By mid-May 1971, New York City was in an even deeper recession than it had been in the Summer of 1969, when the job market for recent young white liberal arts college graduates with a B.A. pretty much collapsed. By the late Spring of 1971, it had become almost as hard for recent young white high school graduates or community college graduates in New York City—or recent young white graduates of 4-year colleges with a B.A. in liberal arts (like myself)—to even find a permanent clerical office job in New York City anymore. And because of the 1971 economic recession, there were, of course, hardly any available blue-collar factory jobs in New York City for native-born U.S. English-speaking white workers (whom local bosses seemed to then feel would be more likely to demand higher wages and better working conditions than would U.S. workers who had just recently arrived from other countries who could not speak much English)—unless they had a family member or friend in one of the unions or factory shops who could arrange for them to get a position when another factory worker retired, quit, was fired, or died.
Not surprisingly then, when I started going through the New York Times Sunday want-ad section again in mid-May 1971—after shaving my beard off and getting a haircut so that I no longer looked like a hippie—there didn’t seem to be many jobs available for a man who was a liberal arts college graduate--on either a professional level or as some kind of office worker. And in the late Spring of 1971, if you were a young man in your early 20s, most New York City permanent job employers and temporary job employment agencies would still generally not be willing to hire you for either a clerk-typist or secretarial position on either a permanent or a temporary basis—no matter how fast the man could type—because of the discriminatory and sexist way the division of labor in the 1971 New York City office world still determined which sex would be hired for which jobs.

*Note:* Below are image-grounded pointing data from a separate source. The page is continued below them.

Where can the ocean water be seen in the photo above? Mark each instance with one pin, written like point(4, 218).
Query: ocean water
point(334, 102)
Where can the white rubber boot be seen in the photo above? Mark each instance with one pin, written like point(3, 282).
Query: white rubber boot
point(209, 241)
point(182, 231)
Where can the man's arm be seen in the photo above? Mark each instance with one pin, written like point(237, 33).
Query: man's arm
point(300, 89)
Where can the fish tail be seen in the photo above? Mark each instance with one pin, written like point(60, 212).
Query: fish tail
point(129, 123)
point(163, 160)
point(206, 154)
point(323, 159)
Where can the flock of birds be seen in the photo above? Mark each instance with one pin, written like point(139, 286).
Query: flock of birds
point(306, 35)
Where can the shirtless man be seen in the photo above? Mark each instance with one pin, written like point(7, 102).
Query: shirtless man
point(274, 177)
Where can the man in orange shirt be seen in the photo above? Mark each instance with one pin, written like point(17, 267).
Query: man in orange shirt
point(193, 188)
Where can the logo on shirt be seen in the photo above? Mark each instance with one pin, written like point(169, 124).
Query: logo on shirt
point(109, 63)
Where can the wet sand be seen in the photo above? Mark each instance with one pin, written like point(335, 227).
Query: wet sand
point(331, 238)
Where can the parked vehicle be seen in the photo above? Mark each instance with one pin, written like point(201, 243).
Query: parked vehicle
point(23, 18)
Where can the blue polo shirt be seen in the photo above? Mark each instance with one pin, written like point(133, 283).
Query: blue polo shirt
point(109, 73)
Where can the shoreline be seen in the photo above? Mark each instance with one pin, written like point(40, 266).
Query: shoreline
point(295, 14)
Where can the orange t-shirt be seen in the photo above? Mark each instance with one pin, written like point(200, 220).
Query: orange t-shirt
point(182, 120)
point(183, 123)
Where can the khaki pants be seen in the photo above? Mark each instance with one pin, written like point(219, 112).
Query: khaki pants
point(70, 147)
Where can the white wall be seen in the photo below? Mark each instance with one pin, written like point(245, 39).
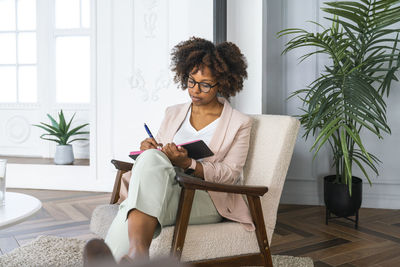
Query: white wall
point(304, 181)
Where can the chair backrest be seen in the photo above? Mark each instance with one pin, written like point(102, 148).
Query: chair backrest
point(271, 147)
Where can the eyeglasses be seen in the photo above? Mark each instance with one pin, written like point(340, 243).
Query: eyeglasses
point(204, 87)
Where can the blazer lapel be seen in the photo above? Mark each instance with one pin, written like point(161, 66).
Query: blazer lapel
point(220, 131)
point(179, 118)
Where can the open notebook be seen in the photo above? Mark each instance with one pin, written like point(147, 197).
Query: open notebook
point(196, 150)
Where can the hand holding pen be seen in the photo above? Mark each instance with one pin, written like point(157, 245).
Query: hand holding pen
point(150, 142)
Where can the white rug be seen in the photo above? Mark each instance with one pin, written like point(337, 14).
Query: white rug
point(62, 251)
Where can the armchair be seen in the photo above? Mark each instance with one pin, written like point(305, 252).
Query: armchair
point(226, 243)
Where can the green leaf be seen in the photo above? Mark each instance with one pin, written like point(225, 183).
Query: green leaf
point(363, 170)
point(77, 140)
point(62, 122)
point(346, 156)
point(69, 123)
point(53, 121)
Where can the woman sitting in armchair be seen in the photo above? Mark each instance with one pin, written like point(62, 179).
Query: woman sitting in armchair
point(207, 71)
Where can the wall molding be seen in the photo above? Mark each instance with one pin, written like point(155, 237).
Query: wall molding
point(310, 192)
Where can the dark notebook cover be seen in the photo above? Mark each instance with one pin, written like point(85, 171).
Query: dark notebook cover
point(196, 150)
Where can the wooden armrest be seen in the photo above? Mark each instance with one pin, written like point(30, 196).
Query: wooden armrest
point(191, 182)
point(122, 168)
point(121, 165)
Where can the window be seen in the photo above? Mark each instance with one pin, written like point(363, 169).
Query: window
point(18, 69)
point(64, 28)
point(46, 62)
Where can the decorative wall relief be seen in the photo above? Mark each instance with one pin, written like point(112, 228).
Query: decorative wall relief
point(137, 83)
point(17, 129)
point(150, 18)
point(162, 82)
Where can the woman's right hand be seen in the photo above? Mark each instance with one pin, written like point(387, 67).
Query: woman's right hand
point(149, 143)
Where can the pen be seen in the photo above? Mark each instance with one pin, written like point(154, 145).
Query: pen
point(148, 131)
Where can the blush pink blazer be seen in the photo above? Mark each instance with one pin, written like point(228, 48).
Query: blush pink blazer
point(230, 145)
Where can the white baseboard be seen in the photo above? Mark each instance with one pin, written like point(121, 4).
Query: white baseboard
point(310, 192)
point(56, 177)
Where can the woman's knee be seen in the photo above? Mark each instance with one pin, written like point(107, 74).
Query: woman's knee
point(153, 155)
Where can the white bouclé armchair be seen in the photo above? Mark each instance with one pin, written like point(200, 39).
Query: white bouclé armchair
point(227, 243)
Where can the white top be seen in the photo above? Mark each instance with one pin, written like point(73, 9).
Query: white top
point(187, 133)
point(17, 208)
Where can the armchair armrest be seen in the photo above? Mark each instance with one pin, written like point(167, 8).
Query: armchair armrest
point(122, 168)
point(191, 182)
point(121, 165)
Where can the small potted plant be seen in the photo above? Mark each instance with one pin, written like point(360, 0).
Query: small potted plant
point(348, 98)
point(61, 133)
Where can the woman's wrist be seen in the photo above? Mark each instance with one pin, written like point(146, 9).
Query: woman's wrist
point(188, 163)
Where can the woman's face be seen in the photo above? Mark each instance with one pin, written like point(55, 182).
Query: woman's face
point(198, 96)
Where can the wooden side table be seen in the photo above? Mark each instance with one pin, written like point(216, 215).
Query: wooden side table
point(18, 207)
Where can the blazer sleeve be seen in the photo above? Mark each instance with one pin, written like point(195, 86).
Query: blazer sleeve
point(161, 134)
point(228, 171)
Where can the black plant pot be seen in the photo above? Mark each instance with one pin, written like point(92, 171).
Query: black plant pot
point(338, 200)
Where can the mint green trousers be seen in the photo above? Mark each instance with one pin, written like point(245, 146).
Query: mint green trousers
point(154, 190)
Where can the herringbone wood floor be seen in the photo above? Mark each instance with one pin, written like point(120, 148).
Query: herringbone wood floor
point(300, 230)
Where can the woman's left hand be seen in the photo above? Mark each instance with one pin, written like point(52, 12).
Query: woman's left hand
point(177, 155)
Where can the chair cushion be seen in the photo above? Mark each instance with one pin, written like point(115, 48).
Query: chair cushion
point(204, 241)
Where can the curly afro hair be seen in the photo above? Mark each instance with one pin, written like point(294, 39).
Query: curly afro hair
point(225, 61)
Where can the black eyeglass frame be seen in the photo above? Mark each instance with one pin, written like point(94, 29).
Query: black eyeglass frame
point(200, 84)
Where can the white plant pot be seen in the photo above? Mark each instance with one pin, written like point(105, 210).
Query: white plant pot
point(64, 155)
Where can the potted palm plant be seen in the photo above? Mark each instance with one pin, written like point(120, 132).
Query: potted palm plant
point(61, 132)
point(349, 96)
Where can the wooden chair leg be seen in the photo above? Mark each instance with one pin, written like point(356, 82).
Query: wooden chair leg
point(117, 187)
point(182, 220)
point(256, 211)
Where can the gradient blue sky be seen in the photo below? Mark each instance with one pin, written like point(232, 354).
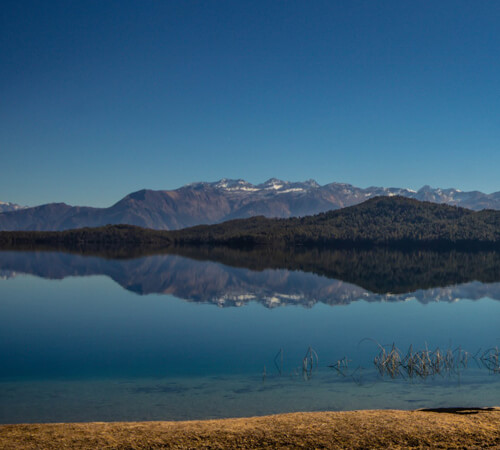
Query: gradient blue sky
point(102, 98)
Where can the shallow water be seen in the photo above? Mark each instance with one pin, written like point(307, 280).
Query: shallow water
point(87, 338)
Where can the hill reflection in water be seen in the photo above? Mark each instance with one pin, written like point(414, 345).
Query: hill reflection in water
point(229, 277)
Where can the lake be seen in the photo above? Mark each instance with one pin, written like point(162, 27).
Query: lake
point(209, 333)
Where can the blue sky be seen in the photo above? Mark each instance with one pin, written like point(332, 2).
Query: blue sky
point(102, 98)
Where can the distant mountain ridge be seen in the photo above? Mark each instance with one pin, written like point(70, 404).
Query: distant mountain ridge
point(7, 206)
point(226, 199)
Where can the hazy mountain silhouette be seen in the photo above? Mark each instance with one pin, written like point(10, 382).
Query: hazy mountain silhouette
point(209, 203)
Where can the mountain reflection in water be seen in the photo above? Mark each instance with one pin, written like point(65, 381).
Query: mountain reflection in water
point(229, 277)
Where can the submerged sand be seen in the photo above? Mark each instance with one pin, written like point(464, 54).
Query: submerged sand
point(446, 428)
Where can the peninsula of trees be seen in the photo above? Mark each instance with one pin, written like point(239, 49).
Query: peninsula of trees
point(382, 221)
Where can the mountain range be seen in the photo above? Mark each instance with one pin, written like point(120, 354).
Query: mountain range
point(7, 206)
point(215, 202)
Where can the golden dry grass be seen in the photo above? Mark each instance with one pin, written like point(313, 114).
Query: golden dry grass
point(472, 428)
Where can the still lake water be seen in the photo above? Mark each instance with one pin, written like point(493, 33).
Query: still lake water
point(96, 338)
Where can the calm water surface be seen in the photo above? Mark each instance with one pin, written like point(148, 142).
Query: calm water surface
point(87, 338)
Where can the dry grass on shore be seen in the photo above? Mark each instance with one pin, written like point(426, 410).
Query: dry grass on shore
point(452, 428)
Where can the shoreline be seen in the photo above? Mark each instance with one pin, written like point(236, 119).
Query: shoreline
point(446, 427)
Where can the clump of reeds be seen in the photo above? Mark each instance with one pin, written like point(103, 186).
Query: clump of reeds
point(491, 359)
point(423, 363)
point(309, 363)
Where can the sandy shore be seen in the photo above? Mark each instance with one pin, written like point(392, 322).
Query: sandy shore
point(452, 428)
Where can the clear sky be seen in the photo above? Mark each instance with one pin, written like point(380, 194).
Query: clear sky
point(101, 98)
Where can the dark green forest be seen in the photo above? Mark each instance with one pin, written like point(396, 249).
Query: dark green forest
point(383, 221)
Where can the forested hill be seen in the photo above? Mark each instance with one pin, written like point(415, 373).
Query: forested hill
point(389, 221)
point(379, 221)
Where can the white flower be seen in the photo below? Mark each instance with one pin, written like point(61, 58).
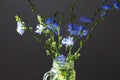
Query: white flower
point(39, 29)
point(68, 41)
point(20, 28)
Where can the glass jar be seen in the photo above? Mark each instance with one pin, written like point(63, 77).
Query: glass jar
point(61, 71)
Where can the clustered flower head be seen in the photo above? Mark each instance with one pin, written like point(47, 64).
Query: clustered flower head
point(68, 41)
point(51, 29)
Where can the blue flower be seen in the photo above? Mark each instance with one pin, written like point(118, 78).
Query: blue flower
point(85, 19)
point(67, 41)
point(103, 14)
point(74, 29)
point(84, 32)
point(116, 5)
point(61, 58)
point(39, 29)
point(52, 25)
point(106, 7)
point(50, 21)
point(20, 28)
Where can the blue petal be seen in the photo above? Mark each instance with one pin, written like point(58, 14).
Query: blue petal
point(116, 5)
point(85, 19)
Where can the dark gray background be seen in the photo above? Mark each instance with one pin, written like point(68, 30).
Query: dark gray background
point(22, 58)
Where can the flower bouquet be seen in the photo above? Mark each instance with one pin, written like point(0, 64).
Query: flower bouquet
point(57, 46)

Many U.S. newspapers had actually also only stopped dividing their want-ad employment pages in “male-wanted” and “female-wanted” categories less than ten years before 1971.

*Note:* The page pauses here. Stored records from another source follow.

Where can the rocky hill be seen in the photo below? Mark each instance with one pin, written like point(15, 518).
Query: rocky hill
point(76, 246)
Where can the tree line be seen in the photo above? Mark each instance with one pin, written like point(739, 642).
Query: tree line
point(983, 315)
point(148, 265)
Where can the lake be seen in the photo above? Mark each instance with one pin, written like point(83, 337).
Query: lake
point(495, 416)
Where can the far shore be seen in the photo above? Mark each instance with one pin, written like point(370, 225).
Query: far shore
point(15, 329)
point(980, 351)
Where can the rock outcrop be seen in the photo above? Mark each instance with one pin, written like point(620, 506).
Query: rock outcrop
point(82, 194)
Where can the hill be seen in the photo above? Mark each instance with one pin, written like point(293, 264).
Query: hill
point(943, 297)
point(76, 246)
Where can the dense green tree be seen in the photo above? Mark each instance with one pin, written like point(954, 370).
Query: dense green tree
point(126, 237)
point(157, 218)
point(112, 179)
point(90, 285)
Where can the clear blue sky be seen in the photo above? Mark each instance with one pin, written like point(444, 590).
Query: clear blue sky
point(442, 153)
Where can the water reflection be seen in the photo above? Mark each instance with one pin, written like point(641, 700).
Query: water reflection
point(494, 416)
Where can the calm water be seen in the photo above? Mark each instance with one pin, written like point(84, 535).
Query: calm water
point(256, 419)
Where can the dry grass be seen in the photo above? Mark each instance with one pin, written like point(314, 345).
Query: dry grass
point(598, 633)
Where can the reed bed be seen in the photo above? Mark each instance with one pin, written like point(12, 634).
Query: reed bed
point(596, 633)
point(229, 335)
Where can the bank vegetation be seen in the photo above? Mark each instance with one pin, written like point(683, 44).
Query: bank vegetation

So if you were a young white male worker in the late Spring of 1971 who couldn’t land a professional job with your recent, practically worthless liberal arts B.A. or didn’t have a B.A. and just wanted some kind of office job, you were--given the 1971 economic recession--actually in a lot more economic trouble than a young white woman with a recent B.A. or a recent high school or community college diploma, who could just get dressed up and easily get hired--as either a receptionist (if she didn’t know how to type) or as a clerk-typist or secretary (if she knew how to type)—by the still usually male chauvinist or sexist white male office executives who dictated which job applicants should be hired by their personnel offices.